Once bitten, twice shy
Maharashtra’s previous attempt at banning plastic — after the 2005 deluge in Mumbai — was a waste of scores of environment experts’ time and state’s resources. These experts were roped in, they presented a plan, and it was never implemented.
Former BMC chief V Ranganathan, who supervised a committee formed in 2006 to implement the plastic ban, said a complete ban was not possible then, and it’s not possible now. “Our committee had suggested the ban be implemented in a phased manner. We still don’t have alternatives to plastic in place. The 2006 ban was not successful because of poor enforcement and implementation. I’m afraid the same will happen this time around,” Ranganathan said.
Indeed, the Fadnavis government has formed three panels to look into the various aspects of the ban. One committee, consisting of 10 members, will look into various manufacturing and trading associations’ arguments against the ban, another threemember Cabinet sub-committee will hold talks with the various stakeholders over the next three months, while the Environment Department has formed its own expert committee to review the items that will be banned. This committee will advise the government on adding or exempting items from the ban (see graphic below).

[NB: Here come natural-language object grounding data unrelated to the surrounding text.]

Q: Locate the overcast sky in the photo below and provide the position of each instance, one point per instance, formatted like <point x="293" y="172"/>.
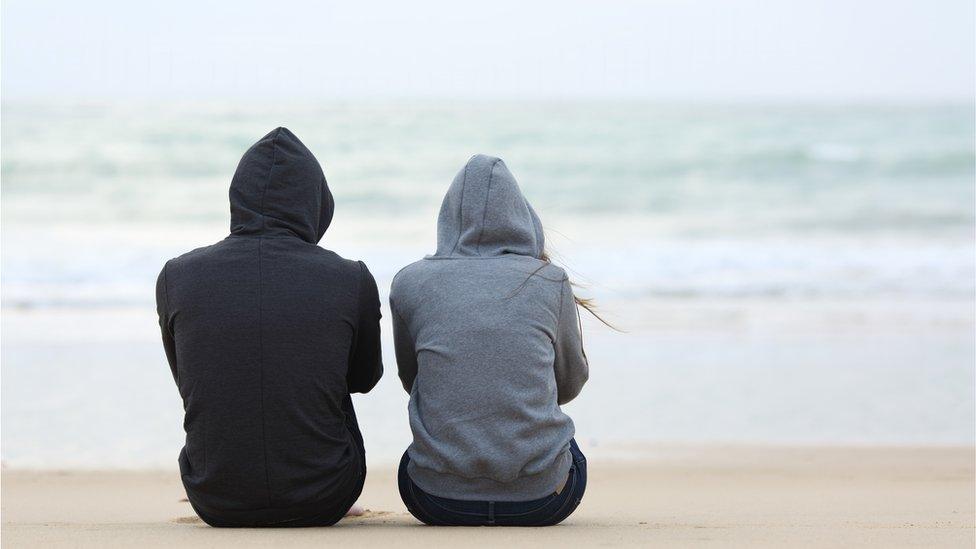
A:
<point x="672" y="49"/>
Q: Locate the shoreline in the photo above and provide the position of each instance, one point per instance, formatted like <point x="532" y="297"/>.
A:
<point x="665" y="495"/>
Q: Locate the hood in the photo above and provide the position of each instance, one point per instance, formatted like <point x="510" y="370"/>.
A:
<point x="279" y="189"/>
<point x="484" y="214"/>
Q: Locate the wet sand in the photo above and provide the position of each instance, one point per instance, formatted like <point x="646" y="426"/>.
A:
<point x="667" y="496"/>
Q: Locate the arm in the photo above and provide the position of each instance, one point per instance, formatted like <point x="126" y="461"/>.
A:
<point x="162" y="309"/>
<point x="366" y="362"/>
<point x="405" y="351"/>
<point x="571" y="367"/>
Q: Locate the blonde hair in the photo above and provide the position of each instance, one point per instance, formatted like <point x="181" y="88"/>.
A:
<point x="584" y="302"/>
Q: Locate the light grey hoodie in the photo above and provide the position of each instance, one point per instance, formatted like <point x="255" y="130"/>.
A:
<point x="488" y="345"/>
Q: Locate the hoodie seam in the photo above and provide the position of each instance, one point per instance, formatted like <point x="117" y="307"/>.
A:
<point x="264" y="435"/>
<point x="464" y="180"/>
<point x="484" y="214"/>
<point x="264" y="222"/>
<point x="264" y="193"/>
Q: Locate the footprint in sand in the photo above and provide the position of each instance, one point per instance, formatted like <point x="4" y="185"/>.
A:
<point x="369" y="513"/>
<point x="187" y="520"/>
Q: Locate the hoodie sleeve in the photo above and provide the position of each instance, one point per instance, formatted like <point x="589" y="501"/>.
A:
<point x="162" y="309"/>
<point x="405" y="350"/>
<point x="571" y="367"/>
<point x="366" y="363"/>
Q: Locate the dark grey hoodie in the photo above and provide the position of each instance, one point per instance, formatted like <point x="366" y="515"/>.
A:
<point x="488" y="345"/>
<point x="266" y="335"/>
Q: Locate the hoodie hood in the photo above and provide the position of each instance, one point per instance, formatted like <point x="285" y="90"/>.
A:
<point x="485" y="214"/>
<point x="279" y="189"/>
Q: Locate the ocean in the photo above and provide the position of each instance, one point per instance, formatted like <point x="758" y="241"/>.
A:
<point x="779" y="274"/>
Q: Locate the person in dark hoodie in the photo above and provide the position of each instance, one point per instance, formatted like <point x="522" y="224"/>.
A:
<point x="488" y="345"/>
<point x="266" y="335"/>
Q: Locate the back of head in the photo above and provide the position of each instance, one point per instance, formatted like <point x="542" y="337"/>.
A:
<point x="279" y="188"/>
<point x="484" y="214"/>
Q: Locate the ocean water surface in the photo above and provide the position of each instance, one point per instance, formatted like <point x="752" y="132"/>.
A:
<point x="780" y="273"/>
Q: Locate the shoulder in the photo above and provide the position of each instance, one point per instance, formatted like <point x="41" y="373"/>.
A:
<point x="408" y="276"/>
<point x="181" y="261"/>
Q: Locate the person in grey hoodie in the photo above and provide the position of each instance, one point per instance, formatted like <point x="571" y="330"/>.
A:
<point x="488" y="345"/>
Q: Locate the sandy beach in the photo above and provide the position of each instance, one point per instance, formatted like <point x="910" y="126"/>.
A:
<point x="666" y="496"/>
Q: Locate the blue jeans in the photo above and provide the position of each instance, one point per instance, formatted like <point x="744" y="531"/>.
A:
<point x="552" y="509"/>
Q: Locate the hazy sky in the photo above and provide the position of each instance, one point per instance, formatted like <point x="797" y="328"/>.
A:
<point x="706" y="49"/>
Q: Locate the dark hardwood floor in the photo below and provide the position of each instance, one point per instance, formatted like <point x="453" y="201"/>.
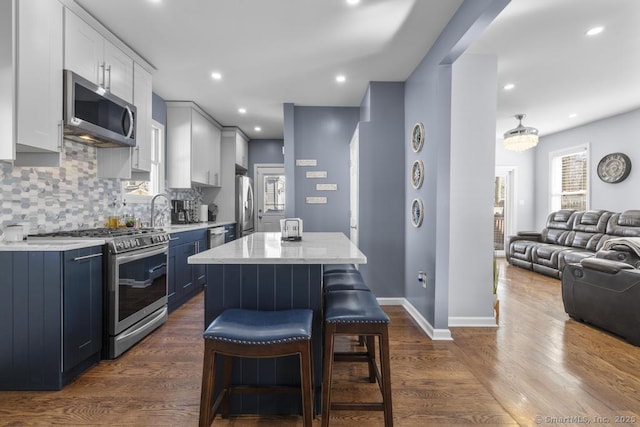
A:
<point x="537" y="368"/>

While the state government has reversed the ban on plastic bottles with a capacity lower than 0.5 litres, the Environment Department maintains that there is a complete ban on purchase, sale, distribution and storage of polyethylene terephthalate (PET) and polyethylene terephthalate esters (PETE) bottles with a capacity lower than 0.5 litres. Also, the depository scheme of Re 1 for a one-litre bottle and Rs 2 for 0.5-litre bottle is applicable to all beverages, and not just water bottles.

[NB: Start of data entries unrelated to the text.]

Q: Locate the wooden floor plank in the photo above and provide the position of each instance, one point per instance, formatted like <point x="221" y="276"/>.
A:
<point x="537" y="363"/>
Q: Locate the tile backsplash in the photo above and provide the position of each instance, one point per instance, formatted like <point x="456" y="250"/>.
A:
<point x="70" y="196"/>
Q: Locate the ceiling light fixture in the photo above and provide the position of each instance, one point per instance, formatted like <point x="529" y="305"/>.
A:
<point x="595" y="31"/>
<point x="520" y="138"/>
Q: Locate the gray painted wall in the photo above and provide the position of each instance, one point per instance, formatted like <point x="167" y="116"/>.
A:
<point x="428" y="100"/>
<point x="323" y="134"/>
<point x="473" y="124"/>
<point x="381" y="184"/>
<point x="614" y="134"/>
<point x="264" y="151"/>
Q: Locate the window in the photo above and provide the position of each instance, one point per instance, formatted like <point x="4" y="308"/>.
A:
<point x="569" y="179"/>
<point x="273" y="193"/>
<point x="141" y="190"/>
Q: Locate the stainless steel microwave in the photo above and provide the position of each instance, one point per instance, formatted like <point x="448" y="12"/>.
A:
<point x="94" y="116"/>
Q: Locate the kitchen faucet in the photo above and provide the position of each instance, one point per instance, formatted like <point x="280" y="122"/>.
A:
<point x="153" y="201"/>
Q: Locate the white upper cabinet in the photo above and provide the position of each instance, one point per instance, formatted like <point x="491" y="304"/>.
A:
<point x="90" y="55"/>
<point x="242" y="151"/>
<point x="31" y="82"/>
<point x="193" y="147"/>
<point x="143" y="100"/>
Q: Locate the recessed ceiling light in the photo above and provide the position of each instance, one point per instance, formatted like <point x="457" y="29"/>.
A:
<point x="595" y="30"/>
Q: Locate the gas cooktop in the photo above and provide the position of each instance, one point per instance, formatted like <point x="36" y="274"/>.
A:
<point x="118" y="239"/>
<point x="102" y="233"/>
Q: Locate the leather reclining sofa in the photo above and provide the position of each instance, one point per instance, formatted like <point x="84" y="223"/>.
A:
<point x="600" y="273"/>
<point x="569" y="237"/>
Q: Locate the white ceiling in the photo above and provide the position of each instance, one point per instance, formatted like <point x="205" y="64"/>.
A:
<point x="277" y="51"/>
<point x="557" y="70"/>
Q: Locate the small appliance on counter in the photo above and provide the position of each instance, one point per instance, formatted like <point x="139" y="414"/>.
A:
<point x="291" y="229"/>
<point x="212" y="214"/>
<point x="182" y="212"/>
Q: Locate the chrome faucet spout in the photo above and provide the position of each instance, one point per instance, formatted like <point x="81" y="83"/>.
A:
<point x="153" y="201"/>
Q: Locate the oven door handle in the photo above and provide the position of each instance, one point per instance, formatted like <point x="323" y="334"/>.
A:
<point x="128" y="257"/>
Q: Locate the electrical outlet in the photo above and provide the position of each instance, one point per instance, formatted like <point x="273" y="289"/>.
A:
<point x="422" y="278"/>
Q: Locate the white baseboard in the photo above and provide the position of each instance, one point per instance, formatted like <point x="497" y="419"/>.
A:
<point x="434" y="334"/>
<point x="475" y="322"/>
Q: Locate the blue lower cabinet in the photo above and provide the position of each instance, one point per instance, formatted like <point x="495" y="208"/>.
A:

Environmental activist Rishi Aggarwal stated the obvious when he said talking about ideas and implementing them were two very different things. “Politicians come up with theories and ideas but these are often caught up in a political crossfire. How many ideas are actually implemented? Maharashtra banned bags below 50 microns after the 2005 Mumbai floods, but nothing actually happened,” he said.
Environmentalist D Stalin from the NGO Vanashakti said the state’s latest effort to eliminate plastic will work if the guidelines are not diluted. “All these years, plastic bans across India haven’t worked because the offenders are not penalised. Maharashtra is now talking about penalising the offenders (the ban proposes a penalty from Rs 5,000 up to Rs 25,000) which is the right way to go about it,” Stalin said.
Already, a court case
Meanwhile, the Maharashtra Plastic Manufacturing Association (MPMA) has filed a petition in the Bombay High Court saying the ban would affect over 8,000 industries and could leave around 20 lakh people unemployed.